Police officers ask the suspect questions about what their motives were and make decisions based on the story. If it turns out to be truly an accident, then a warning is given, but if things are more complicated, the suspect receives a citation that will be forwarded to the Vice President of Yuba College and to the District Attorney in the Yuba County courthouse and which will be noted in student’s record.
“It is considered as criminal action,” Wilkinson said about library theft.

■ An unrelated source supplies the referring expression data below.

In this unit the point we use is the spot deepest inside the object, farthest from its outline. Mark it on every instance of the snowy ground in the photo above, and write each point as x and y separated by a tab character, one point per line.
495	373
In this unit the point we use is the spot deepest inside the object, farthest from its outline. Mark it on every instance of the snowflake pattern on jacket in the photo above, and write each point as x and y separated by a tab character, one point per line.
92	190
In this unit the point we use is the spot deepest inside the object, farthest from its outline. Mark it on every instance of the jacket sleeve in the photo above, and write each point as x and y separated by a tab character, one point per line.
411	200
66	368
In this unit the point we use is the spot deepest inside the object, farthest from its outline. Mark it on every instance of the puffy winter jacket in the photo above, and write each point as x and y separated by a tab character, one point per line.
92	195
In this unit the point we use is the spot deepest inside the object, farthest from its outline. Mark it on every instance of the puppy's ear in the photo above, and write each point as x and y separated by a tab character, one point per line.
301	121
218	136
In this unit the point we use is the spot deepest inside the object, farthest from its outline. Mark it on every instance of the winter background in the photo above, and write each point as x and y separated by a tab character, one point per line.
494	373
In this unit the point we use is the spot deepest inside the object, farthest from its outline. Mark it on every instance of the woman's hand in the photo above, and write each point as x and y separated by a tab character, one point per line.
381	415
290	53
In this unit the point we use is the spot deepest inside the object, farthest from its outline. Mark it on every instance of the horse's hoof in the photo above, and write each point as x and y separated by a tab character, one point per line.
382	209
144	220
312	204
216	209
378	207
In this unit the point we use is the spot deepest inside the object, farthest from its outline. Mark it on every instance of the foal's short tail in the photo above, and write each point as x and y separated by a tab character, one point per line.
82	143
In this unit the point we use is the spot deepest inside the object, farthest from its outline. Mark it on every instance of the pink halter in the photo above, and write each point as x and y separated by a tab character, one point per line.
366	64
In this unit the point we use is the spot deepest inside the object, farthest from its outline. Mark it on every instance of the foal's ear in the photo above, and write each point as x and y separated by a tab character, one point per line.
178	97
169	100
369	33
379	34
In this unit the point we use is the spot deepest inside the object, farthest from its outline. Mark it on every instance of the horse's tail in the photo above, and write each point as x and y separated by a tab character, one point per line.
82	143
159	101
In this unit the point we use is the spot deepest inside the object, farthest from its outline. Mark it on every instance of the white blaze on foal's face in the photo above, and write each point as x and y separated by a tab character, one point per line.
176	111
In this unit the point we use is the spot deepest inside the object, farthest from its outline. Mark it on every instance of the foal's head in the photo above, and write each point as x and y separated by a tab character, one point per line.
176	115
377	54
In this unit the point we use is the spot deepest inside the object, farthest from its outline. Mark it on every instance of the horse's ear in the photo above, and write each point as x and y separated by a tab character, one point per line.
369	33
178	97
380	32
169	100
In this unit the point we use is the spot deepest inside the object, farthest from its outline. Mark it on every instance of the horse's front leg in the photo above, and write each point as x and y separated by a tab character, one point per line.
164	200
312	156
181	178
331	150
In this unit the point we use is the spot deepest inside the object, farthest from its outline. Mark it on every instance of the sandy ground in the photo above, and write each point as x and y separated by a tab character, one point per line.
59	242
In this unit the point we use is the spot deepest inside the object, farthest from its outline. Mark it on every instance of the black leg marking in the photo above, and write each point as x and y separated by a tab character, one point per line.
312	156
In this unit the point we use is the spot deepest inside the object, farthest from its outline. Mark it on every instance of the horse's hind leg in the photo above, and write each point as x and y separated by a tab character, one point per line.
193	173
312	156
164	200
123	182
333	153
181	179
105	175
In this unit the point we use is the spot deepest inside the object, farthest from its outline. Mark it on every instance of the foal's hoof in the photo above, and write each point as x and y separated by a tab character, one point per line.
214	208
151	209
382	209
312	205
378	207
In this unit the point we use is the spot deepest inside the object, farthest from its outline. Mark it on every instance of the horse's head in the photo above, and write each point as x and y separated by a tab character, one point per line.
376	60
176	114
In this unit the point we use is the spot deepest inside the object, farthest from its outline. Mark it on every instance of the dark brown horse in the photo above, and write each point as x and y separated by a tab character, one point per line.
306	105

He added, “It is a misdemeanor.” The California Penal Code states, “Every person who attempts to commit any crime, but fails, or is prevented or intercepted in its perpetration, shall be punished where no provision is made by law for the punishment of those attempts.” A person might have to pay fines or even serve 12 months or less behind the bars.
At the Yuba College library, attempted theft does not really create an intense problem. Dave Freiler, Yuba College Librarian, said that it happens maybe 6 to 10 times each semester. Freiler was positive that the rate is not going up each year.
Some students may attempt to steal a library book because they really need materials for their classes but are not able to check them out. Not being able to check out materials results from unpaid bills to the library or because particular materials are not allowed to be checked out, for example, those in reference section or periodical magazines
Interestingly, when it comes to magazines, the “most wanted” ones include Sports Illustrated, Road & Track and Motor Trend. The newer editions of these magazines are now kept at the circulation desk where patrons must ask for them. Older editions, which are bound already, can be found at the library shelves.
Yuba College library has a collection of 73, 271 materials. Materials are tagged in a certain way so patrons will not easily find out how to take it off. Freiler explained that people have tried to perform odd ways by tearing off the spine labels or the pocket inside the book cover because they think that might be their answer to get rid of any detecting device.
A special segment about this is written in California Education Code, section 19910, explicitly stating that anyone who “maliciously cuts, tears, defaces, breaks, or injures [materials]” is guilty of misdemeanor.
Library theft is a minor crime that does not really grab the attention of majority but it might result ranging from inconvenient to jeopardizing consequences, especially for students as it affects their academic and social life. Back to the simple old rule that our parents used to teach us when we were kids, which Wilkinson reiterated: “if it doesn’t belong to you, don’t take it.”